Recommended for mature readers 14 and up. Sisterhood stories have
long been popular with girl readers, whether the formulaic
Babysitters Club books for younger girls or more complex offerings
such as Sisterhood of the Travelling Pants or Divine
Secrets of the Ya-Ya Sisterhood series for young adults.
Pretty Girl slots well into this chick lit genre and while
you may well have thought the two latter series mentioned above had
some darker moments, this new novel by J. C. Burke takes a group of
best friends into far murkier places.
Four friends, Paige, Sarah, Jess and Tallulah, have been 'besties'
all the way through school and have now arrived at university where
they all live together on campus. In this new setting, they find
themselves divided as issues of wealth, partying, drugs, studying or
lack of it and more separate each according to their personalities
and circumstances. One thing links them together, albeit
unknowingly. A charming and good looking young man befriends each in
turn secretly with dire, and indeed, fatal results. Jess is dead,
Paige is recovering from a near-fatal accident in a mental
institution, Tallulah is out of control and Sarah is beset by doubts
and suspicions, as she struggles to keep up with wealthier friends,
her memories of Paige's accident, Jess's death and her own
longstanding relationship with Will. Enter Jonny - gorgeous,
exciting, sexy and psychopathic. As Sarah falls under Jonny's spell,
Paige's memory starts to return, piece by piece. Will Sarah be saved
from the terrifying control of Jonny's twisted mind in time?
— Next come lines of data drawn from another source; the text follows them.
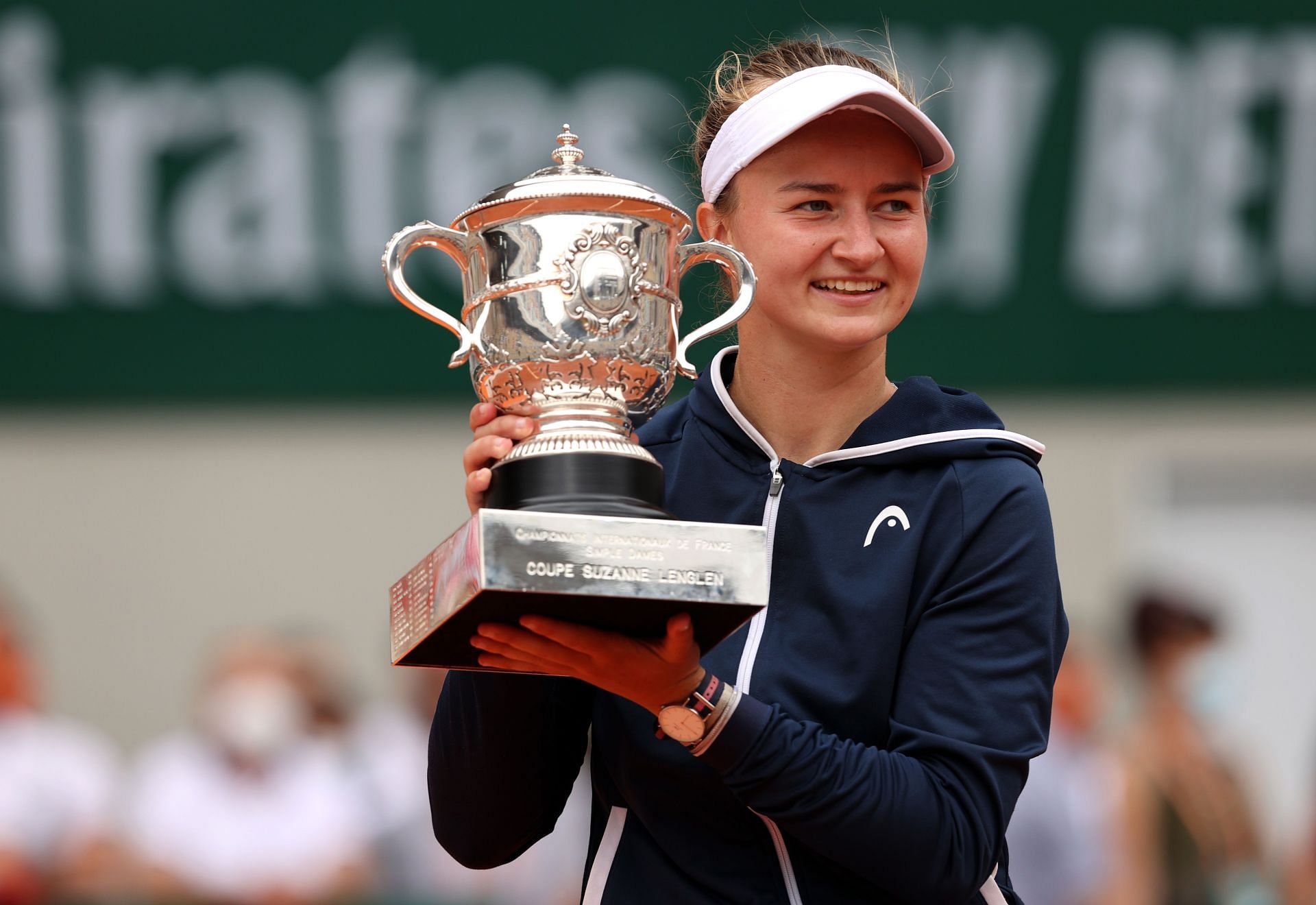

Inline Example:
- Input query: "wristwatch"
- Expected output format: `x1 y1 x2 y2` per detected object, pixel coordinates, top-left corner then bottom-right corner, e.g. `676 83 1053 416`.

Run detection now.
654 672 725 747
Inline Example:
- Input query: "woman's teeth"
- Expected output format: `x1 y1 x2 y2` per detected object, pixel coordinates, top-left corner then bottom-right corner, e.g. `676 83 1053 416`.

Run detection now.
814 280 881 292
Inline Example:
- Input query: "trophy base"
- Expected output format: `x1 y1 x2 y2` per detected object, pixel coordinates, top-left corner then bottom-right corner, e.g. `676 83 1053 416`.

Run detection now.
485 452 671 518
389 509 767 670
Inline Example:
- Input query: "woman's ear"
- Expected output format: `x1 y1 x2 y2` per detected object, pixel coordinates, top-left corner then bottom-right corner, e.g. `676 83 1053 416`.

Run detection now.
695 202 731 245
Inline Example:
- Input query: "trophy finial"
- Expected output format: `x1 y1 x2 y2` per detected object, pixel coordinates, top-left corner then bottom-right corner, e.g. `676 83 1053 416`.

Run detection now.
552 122 584 167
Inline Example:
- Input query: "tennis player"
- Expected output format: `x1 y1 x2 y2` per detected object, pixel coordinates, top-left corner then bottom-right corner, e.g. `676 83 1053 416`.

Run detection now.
429 40 1067 905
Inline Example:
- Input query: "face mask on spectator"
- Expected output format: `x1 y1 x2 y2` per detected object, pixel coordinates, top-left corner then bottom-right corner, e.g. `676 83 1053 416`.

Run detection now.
1182 649 1237 723
202 676 306 760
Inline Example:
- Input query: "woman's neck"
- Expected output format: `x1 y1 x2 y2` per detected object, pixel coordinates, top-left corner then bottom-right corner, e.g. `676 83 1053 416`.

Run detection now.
731 331 897 461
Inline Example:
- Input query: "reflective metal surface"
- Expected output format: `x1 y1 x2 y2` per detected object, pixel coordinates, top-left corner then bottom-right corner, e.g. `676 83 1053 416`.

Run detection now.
389 509 767 670
383 126 754 461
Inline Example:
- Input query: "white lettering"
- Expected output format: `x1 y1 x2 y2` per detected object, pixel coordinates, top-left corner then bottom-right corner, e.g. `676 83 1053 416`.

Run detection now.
1178 32 1267 305
1067 33 1183 308
326 42 418 297
0 9 62 308
82 71 215 306
171 70 321 306
931 32 1054 308
1273 32 1316 304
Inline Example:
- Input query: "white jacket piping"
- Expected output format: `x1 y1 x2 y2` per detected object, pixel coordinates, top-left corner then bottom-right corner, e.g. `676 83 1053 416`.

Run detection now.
710 346 1046 905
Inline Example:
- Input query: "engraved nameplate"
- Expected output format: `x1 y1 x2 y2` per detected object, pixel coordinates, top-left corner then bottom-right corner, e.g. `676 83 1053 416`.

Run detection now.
389 509 767 668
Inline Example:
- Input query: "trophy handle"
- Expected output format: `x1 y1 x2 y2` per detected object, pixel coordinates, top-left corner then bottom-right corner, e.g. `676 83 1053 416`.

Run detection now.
380 219 485 367
672 241 754 379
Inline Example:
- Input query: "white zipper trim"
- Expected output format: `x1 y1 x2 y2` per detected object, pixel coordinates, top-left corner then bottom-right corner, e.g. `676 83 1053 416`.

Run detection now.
804 428 1046 468
708 346 781 471
735 459 784 693
709 346 804 905
581 805 626 905
709 346 1046 471
978 865 1010 905
750 808 804 905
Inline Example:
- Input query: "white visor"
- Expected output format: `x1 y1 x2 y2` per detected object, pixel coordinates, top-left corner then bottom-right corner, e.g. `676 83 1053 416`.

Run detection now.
700 66 955 202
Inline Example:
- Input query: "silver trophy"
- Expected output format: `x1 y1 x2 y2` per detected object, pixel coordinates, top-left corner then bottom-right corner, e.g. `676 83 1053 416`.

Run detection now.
383 125 767 668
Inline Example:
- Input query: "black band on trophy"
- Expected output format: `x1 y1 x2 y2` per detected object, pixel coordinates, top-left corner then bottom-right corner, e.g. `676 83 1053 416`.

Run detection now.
485 452 671 518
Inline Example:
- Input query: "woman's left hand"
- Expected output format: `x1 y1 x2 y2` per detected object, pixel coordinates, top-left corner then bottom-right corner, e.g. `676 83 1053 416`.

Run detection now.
471 613 704 714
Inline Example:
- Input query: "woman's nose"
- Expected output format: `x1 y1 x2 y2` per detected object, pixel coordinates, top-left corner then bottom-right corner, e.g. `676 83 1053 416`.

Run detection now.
831 212 886 268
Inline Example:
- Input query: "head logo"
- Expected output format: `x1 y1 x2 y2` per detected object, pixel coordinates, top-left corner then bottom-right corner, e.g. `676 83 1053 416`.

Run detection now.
864 507 910 546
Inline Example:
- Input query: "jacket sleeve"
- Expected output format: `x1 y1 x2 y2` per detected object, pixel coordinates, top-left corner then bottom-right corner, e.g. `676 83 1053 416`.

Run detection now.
429 672 594 868
701 463 1067 902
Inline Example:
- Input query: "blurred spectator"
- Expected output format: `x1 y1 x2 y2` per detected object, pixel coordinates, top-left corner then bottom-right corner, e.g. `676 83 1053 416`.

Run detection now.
127 637 369 905
1287 773 1316 905
1114 590 1278 905
354 670 589 905
1007 639 1124 905
0 593 117 905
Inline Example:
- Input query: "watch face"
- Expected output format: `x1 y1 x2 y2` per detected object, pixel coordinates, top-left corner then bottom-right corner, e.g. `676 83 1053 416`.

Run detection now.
658 706 704 745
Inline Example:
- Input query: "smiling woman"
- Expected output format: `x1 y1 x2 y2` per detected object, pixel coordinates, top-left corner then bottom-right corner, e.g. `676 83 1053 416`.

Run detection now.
429 42 1067 905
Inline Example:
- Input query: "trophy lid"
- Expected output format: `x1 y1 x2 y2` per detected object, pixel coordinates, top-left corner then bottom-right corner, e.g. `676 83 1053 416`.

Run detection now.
452 123 690 229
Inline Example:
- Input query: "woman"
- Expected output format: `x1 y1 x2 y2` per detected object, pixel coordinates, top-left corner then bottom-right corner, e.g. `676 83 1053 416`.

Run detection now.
429 42 1066 904
1117 590 1278 905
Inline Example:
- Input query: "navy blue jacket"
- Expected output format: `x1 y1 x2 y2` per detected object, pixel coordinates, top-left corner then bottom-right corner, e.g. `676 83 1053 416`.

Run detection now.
429 350 1067 905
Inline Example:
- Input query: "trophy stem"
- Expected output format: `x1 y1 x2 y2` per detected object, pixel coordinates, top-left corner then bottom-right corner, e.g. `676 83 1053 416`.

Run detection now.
485 447 671 518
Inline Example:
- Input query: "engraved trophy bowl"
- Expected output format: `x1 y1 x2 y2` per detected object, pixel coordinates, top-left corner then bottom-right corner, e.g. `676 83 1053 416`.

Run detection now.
383 125 754 518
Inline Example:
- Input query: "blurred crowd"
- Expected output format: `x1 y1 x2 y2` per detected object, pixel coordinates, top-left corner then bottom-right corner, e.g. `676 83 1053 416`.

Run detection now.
0 589 588 905
1008 590 1316 905
0 579 1316 905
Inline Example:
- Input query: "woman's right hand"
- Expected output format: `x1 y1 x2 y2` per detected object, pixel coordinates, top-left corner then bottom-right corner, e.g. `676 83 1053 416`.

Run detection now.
462 402 535 516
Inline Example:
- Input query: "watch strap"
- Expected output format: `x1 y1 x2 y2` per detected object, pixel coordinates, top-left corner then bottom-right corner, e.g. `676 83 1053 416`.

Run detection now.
654 672 727 745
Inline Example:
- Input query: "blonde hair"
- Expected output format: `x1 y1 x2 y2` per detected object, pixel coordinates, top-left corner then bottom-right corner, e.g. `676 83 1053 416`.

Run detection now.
690 38 927 212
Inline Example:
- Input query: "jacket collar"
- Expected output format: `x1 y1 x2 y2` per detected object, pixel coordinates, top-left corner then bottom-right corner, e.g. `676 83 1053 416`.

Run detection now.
690 346 1046 471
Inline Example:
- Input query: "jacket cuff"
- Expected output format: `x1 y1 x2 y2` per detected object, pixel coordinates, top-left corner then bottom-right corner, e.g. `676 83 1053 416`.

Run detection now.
699 695 772 773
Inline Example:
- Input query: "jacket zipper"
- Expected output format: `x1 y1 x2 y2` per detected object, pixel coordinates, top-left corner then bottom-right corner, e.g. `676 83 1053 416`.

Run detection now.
735 459 803 905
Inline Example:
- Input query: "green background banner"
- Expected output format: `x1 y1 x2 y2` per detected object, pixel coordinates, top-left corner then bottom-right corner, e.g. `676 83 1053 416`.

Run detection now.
0 0 1316 405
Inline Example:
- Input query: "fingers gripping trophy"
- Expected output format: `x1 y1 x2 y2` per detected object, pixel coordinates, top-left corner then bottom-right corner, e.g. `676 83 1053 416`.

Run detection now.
383 125 767 670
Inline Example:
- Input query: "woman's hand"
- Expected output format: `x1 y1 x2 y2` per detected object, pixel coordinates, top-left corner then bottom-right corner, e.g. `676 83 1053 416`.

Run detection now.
462 402 535 514
471 613 704 714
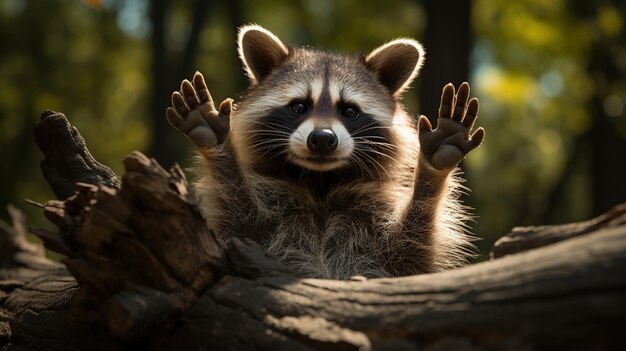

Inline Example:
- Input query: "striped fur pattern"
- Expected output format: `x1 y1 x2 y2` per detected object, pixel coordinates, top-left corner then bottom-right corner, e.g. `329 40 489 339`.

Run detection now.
195 26 471 279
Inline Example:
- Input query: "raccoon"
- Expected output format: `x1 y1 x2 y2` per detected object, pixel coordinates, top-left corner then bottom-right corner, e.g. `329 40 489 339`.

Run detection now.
166 25 484 279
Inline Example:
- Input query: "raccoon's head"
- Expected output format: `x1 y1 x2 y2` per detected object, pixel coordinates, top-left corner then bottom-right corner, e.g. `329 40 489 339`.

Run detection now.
231 26 424 176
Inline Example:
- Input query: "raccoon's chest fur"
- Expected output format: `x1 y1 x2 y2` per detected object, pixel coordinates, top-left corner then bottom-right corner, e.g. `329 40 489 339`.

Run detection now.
198 152 408 279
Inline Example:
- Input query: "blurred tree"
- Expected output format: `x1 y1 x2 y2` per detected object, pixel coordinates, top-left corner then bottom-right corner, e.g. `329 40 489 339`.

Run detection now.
148 0 214 167
0 0 626 264
419 0 472 122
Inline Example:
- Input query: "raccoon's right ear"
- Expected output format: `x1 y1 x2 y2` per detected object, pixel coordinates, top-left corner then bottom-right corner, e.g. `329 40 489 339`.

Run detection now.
237 25 289 85
365 39 424 96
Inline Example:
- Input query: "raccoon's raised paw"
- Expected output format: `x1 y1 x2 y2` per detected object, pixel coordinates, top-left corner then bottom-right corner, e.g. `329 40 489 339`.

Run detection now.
418 83 485 170
166 72 233 148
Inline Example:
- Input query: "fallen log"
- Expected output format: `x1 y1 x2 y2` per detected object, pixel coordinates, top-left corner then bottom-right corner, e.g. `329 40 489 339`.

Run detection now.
0 112 626 351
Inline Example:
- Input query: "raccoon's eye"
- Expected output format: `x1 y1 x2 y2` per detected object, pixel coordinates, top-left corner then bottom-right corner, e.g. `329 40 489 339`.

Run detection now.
289 102 309 115
339 106 359 118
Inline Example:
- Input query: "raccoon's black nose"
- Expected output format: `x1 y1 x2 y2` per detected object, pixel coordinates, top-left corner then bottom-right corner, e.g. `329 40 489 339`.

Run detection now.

As the readers, we are already putting together the clues about
Jonny well before the girls do and we are mesmerised by the
seemingly inevitable nightmare into which Sarah is being drawn.
Burke has drawn her characters with great clarity and we can
recognise each one's flaws and strengths. A terrific plot which
unravels with a steady pace heightens the tension and sense of
impending disaster perfectly.
Recommended for mature readers 14 and up - some pretty heavy duty
language, drug and sex references throughout.